Did you know that 90% of disputes are settled out of court? Participatory justice offers the following dispute resolution processes:


Mediation is a dispute resolution process that involves exploring solutions rather than trying to determine who is right and who is wrong.

The first condition for mediation to be carried out is for all the parties to accept and opt for the mediation process. This means that they agree to have another person—a neutral and impartial third party called a "mediator"—help them find a solution to their dispute. Contrary to a settlement conference, mediation may take place even if legal action has not been initiated.

Collaborative law

Collaborative law is still little known and little used and is often confused with mediation and negotiation; nevertheless, it is a very distinct dispute resolution process that has proven its worth in the U.S.

In collaborative law, the people involved in a dispute and their lawyers must agree, in advance and in a contract, that they will find a satisfactory solution without having recourse to the courts, failing which the lawyers will withdraw from the case. The parties must also reveal all necessary information for resolving the dispute and must sign a confidentiality clause in order to avoid having what is said in negotiations from being subsequently used. In the collaborative law process, the negotiation sessions may be held between the people involved, in the presence of their lawyer or solely between lawyers.


Negotiations are part of everyone's everyday life. You regularly negotiate with your spouse, your employer, your children or when you do business and, in most cases, you reach an agreement. It is on this basis that the justice system also uses negotiation techniques.

Negotiations are the foundation of all dispute resolution processes. They consist of trying to reach an agreement with the other party by discussing and agreeing to make certain compromises.

All throughout the legal process, you may negotiate with the opposing party. You may even initiate negotiations before taking legal action.

In a number of cases, negotiations may lead to an out-of-court settlement. If that is the case, make sure all the details and all the conditions of the agreement are included in a written document signed by all the parties.

Conciliation and settlement conference

Conciliation is very similar to mediation; however, the conciliator plays a more passive role and generally doesn't propose any solutions, as the mediator does.

Within legal proceedings, the judge sometimes plays the role of conciliator during a special hearing called a "settlement conference".

A settlement conference may be held at any stage of the legal process if these two conditions are met:

  • legal action must have been taken
  • both parties must give their consent to proceed


Arbitration is a decisive process whose outcome will be final and binding (that is, without appeal).
Arbitration is somewhat like a private trial. The arbitrator(s) take on the role of judge.

If I opt for one of these dispute resolution processes, do I lose my recourse before the courts?

Dispute resolution processes don't cause you to lose your recourse before the courts. At any time, you may go before the courts (except in an arbitration process or a med-arb process—a process combining mediation and arbitration—which are both final and without appeal).

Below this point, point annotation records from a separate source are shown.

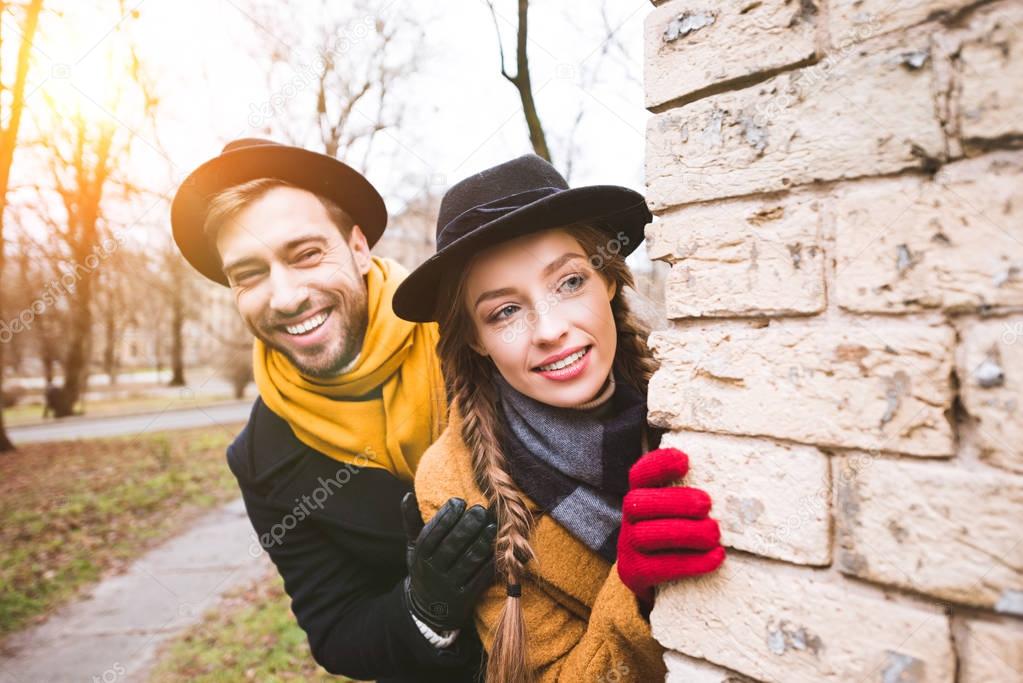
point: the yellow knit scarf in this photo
(390, 430)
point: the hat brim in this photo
(311, 171)
(618, 210)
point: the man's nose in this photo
(288, 292)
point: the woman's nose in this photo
(550, 327)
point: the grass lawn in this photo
(71, 511)
(251, 635)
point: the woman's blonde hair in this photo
(471, 390)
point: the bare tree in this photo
(334, 84)
(8, 138)
(85, 153)
(521, 80)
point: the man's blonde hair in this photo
(228, 202)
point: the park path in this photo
(114, 425)
(115, 633)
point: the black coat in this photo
(335, 533)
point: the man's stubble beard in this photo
(353, 317)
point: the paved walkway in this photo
(114, 634)
(92, 427)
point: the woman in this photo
(547, 369)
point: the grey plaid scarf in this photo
(573, 463)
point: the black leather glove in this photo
(450, 560)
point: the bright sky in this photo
(208, 58)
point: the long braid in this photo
(472, 393)
(474, 396)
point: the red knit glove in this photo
(666, 533)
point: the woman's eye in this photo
(500, 313)
(573, 282)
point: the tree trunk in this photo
(525, 85)
(110, 346)
(177, 340)
(76, 365)
(8, 139)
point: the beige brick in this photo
(769, 499)
(932, 528)
(785, 624)
(990, 64)
(952, 242)
(684, 41)
(855, 19)
(868, 114)
(989, 651)
(686, 670)
(871, 385)
(746, 257)
(990, 372)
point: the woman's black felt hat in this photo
(518, 197)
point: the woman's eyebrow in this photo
(494, 293)
(561, 261)
(547, 270)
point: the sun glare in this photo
(86, 70)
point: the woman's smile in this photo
(569, 366)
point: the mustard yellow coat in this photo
(582, 624)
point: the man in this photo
(350, 398)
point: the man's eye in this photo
(245, 276)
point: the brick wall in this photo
(839, 191)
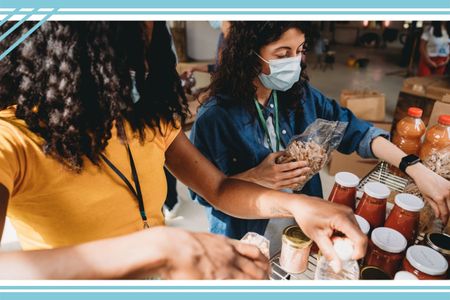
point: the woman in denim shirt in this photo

Going to trial is the last resort. This means that the parties have not succeeded in reaching an agreement or quite simply don't want to try and reach an agreement, but rather want a judge to settle the dispute. A trial can be defined as the process that allows the parties faced with a problem situation to submit their arguments and proof to a judge, who will reach a decision. In this process, it is the judge who decides. There is a winner and a loser.